Quitando toda la envoltura estética, Simón construye un relato de buenos y malos. De un lado, sus tíos y primos, todos gente curiosa, alegre y vital. De otro, sus abuelos, gente obtusa y reaccionaria. Para que no nos quede ninguna duda, Simón recurre a una serie de códigos bastante manidos.

De esta forma, siempre veremos a sus primos y tíos en ambientes que representen esa jovialidad y sabor por la vida: un barco velero, una fiesta de pueblo, el bar de toda la vida… El drama del recuerdo pesa, pero no tanto. Mientras, sus abuelos aparecen representados por una pareja de zombis silenciosos apartados de esa vida, encerrados en su oscura casa y ataviados con vestimentas que nos recuerdan a una escena mortuoria, torturados por la culpa.

Destacar, en ese sentido, la escena en la que se nos presenta a la abuela, vestida con su traje de tubo, los hombros cubiertos con una rebeca, el pelo atusado de laca, viendo por la tele, ni más ni menos, que la coronación de los reyes de España, Felipe VI y Leticia, por si había alguna duda.

Pero creo que Simón no alcanza a atisbar las complejidades de las relaciones de familia que supuso la incidencia de la droga, especialmente la heroína, en aquellos años.

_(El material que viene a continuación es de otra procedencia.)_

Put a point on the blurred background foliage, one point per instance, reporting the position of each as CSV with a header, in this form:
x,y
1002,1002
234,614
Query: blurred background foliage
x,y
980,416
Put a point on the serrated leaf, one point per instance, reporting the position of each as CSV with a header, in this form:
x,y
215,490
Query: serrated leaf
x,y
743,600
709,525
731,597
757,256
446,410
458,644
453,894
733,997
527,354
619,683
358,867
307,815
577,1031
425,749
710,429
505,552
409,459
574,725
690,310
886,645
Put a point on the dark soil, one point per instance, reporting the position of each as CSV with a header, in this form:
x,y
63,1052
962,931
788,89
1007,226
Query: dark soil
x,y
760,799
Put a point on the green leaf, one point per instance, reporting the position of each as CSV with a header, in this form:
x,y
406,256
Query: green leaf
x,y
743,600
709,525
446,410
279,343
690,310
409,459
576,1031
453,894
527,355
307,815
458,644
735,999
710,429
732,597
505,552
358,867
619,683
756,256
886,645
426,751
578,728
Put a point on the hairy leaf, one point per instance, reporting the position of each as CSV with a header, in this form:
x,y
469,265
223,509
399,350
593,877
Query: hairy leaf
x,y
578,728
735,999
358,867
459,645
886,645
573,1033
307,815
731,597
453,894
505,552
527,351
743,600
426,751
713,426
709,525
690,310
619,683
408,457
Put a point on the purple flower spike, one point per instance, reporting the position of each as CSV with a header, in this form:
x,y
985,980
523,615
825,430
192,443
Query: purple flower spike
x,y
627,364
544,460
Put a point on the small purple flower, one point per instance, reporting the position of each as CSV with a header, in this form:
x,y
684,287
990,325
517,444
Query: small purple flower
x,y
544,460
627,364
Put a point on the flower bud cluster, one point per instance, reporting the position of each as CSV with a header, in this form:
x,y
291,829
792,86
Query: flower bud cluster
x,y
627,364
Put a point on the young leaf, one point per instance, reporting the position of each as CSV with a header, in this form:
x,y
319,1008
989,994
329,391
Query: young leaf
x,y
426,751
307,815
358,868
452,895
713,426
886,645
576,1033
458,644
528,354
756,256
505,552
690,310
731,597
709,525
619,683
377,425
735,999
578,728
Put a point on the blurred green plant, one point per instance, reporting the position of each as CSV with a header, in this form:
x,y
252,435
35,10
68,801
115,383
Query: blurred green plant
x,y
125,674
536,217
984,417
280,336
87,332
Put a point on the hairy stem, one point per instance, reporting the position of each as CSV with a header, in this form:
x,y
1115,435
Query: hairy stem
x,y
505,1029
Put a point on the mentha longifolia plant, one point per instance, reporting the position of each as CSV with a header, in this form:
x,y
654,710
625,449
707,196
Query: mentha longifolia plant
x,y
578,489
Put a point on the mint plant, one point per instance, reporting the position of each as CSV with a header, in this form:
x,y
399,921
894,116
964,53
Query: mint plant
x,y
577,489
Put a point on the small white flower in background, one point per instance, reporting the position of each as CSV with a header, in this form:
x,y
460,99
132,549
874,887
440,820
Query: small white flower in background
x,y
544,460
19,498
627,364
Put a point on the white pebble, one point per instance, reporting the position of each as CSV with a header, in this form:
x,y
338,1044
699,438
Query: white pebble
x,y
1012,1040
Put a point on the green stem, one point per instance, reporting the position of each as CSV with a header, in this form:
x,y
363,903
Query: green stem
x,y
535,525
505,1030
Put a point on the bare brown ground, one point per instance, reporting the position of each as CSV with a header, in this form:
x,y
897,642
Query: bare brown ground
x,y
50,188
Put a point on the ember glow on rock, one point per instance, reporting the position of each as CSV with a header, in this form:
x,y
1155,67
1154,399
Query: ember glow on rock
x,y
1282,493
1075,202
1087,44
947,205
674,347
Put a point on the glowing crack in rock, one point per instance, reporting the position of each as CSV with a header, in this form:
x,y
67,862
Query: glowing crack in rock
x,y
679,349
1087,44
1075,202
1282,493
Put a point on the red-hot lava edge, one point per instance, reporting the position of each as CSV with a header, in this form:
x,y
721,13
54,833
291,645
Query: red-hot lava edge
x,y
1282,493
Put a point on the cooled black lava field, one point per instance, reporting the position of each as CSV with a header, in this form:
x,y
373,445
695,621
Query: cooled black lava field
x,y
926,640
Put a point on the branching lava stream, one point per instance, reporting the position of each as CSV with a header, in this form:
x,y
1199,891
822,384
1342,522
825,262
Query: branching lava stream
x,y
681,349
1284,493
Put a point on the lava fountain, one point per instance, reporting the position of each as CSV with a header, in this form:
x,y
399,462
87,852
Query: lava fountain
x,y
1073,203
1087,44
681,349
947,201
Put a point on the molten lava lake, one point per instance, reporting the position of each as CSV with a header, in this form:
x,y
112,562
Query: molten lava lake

Creo que uno no entiende nada hasta que no ha visto los ojos de un padre o una madre desconcertados, mientras ve consumirse a un hijo por causa de una situación que no puede entender, no por malicia ni vergüenza social, como pretende toscamente sugerir la película, sino por la falta de herramientas para enfrentarse a algo que les había desbordado: la muerte de un hijo por causas inalcanzables para su entendimiento.

Simón sabe que su película puede caer en una cierta romantización de una época que no ha conocido. Tal es así que se ha esforzado por exorcizar dicha acusación en algunas entrevistas. Pero no lo ha evitado. En un alarde de virtuosismo estético, la directora catalana reproduce en algunas escenas la relación entre sus padres. Y, sí, aparece la droga, pero en su imaginario visual esta parece más como el aliciente del viaje de dos espíritus emprendedores que tratan de comerse la vida, rodeados de un paisaje idílico.

Y algo de aventura tuvo todo aquello, pero también tuvo un lado ciertamente oscuro que la película elude. Demasiadas almas jóvenes cayeron por el camino cuando apenas empezaban a saborear los placeres y dificultades de la verdadera vida. Simón ha esquivado deliberadamente enfrentarse a esas contradicciones embelleciéndolo todo, otra marca de la casa.